Waechter Has Time on his Side|
by: Patrick Hickey, Jr. | Senior Writer - NY Sports Day | Sunday, September 9, 2007
Working entirely too slow on the mound earlier in the season, Cyclones starter Nick Waechter’s pace reminded many of former Met Steve Trachsel’s, but without the success that usually came with it.
Now working extremely quick when on the rubber, thanks to tutelage of the Brooklyn coaching staff, Waechter has gone 5-2 with a 2.72 ERA in his past ten starts and has played a huge role in the team’s playoff bound season.
However, after losing his first two starts this season in less than stellar fashion, Waechter looked like he was headed to the bullpen. That is before the coaching staff was forced to deal with season-ending injuries to J.J. Leaper and Todd Privett and decided to try and break down Waechter’s game and find out what his problem was. Luckily for him, not only did the coaching staff find out what was wrong, they forced him to adapt, making a huge difference in his play down the stretch this season.
“When he works slowly, he has too much time to think about what he wants to do on the mound,” said Cyclones manager Edgar Alfonzo. “When he’s working fast, he keeps his stuff down and he’s much more effective. Over his past few starts, he’s really shown how hard he’s worked all season.”
Easily one of the Cyclones most dominant pitchers this year, Waechter believes most of his success is due to the coaching staff that never gave up on him, especially when hot shot rookies like Mike Antonini and Dylan Owen needed more playing time. Not missing a start all season, the 23-year old is grateful for the opportunity to be pitching every fifth day.
“I’ve been just trying to get my mechanics down and Hector [Berrios, Cyclones pitching coach] has been helping me a lot. I’m a lot more comfortable on the mound now than I was before,” said Waechter. “The games I wasn’t pitching as well as I would have liked to, my pace on the pound was a lot slower. The coaching staff noticed it and has made sure I’m more deliberate and quick and the mound. My tempo is much better now.”
While feeling that the quickness of his tempo plays a big part in his success Waechter also believes that the Cyclones defense has been his saving grace this year.
“Even if I don’t have my best stuff, working at a faster pace keeps hitters off balance,” said Waechter, who threw a one-hit complete game shutout last week against the Hudson Valley Renegades, while throwing only 84 pitches. “They have less time to think and when I’m on the mound, I know what I want to do, so it gives me an advantage, but I also think the defense here has helped me a lot as well. I love playing here, these guys help me out so much. I can just pitch here and have them take of everything else. I don’t even worry about getting strikeouts here, I’m just putting the ball over and letting them take care of business.”
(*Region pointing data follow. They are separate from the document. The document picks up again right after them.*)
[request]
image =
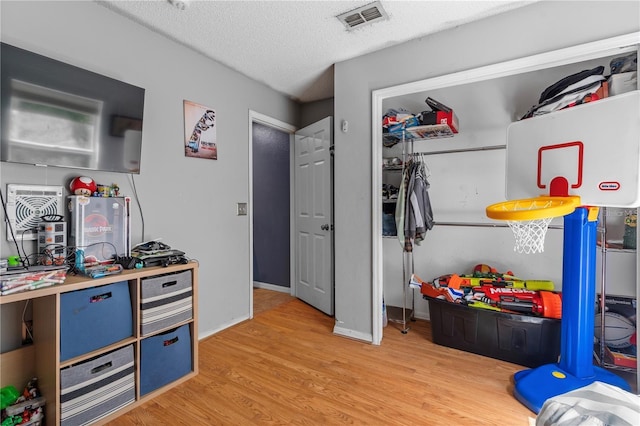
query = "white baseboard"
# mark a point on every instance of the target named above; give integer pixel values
(273, 287)
(352, 334)
(205, 334)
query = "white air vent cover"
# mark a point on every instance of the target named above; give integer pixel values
(26, 204)
(367, 14)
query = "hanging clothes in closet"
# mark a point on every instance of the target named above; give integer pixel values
(414, 216)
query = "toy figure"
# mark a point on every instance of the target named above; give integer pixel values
(83, 185)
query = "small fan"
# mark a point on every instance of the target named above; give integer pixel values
(26, 204)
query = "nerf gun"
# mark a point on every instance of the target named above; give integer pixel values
(543, 303)
(461, 281)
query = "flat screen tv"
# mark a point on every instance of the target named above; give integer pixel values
(56, 114)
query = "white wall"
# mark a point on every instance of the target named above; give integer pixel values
(536, 28)
(189, 203)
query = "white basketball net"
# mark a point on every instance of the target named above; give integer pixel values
(529, 234)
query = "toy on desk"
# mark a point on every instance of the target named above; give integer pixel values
(103, 270)
(83, 185)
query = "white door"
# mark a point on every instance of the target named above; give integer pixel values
(314, 215)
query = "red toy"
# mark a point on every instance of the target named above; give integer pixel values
(83, 185)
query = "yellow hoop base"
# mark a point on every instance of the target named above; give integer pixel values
(529, 218)
(533, 208)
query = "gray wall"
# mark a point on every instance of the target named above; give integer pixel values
(311, 112)
(190, 203)
(536, 28)
(271, 239)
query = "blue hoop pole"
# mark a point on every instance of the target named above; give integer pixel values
(575, 368)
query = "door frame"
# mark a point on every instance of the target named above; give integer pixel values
(256, 117)
(568, 55)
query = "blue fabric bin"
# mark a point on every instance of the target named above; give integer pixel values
(164, 358)
(93, 318)
(96, 388)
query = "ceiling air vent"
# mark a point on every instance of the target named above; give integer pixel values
(364, 15)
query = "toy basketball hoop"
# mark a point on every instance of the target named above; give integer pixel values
(529, 218)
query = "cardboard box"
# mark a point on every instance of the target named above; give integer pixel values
(449, 119)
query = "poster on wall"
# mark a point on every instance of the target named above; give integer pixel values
(199, 131)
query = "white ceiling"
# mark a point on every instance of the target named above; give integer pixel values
(291, 45)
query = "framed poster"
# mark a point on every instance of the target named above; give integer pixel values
(199, 131)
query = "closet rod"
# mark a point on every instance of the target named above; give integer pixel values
(484, 225)
(453, 151)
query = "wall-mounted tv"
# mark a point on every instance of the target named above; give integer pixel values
(56, 114)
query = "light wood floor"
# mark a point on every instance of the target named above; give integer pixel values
(286, 367)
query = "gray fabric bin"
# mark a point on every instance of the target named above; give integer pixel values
(93, 389)
(166, 301)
However despite having a coaching staff that has molded him into a solid young hurler and a defense that gobbles up everything that’s hit his way, Waechter biggest asset may be his maturity and work ethic, which he believes has changed a lot since his college days, where he didn’t have to work as hard to be successful.
Perhaps understanding that he’s reached the make or break time point in his young career is concerned, Waechter is out to make up for lost time on the mound. While the jury is still out on how successful he’ll be in the future, if Waechter keeps working as quickly as he has been as of late, the Cyclones may still be sitting atop the McNamara division when the season is over.
“I had a coach in summer ball in Portland that basically told me the same things Hector has told me and I think now it’s finally sunken in,” said Waechter, who was 12-0 with the Wildcats during his senior year in college. “I struggled a bit in college with my work ethic; I was lazy and I took my time a little bit too much. This year is my first real season in pro ball, so I just want to be as consistent as I can and learn from my mistakes.”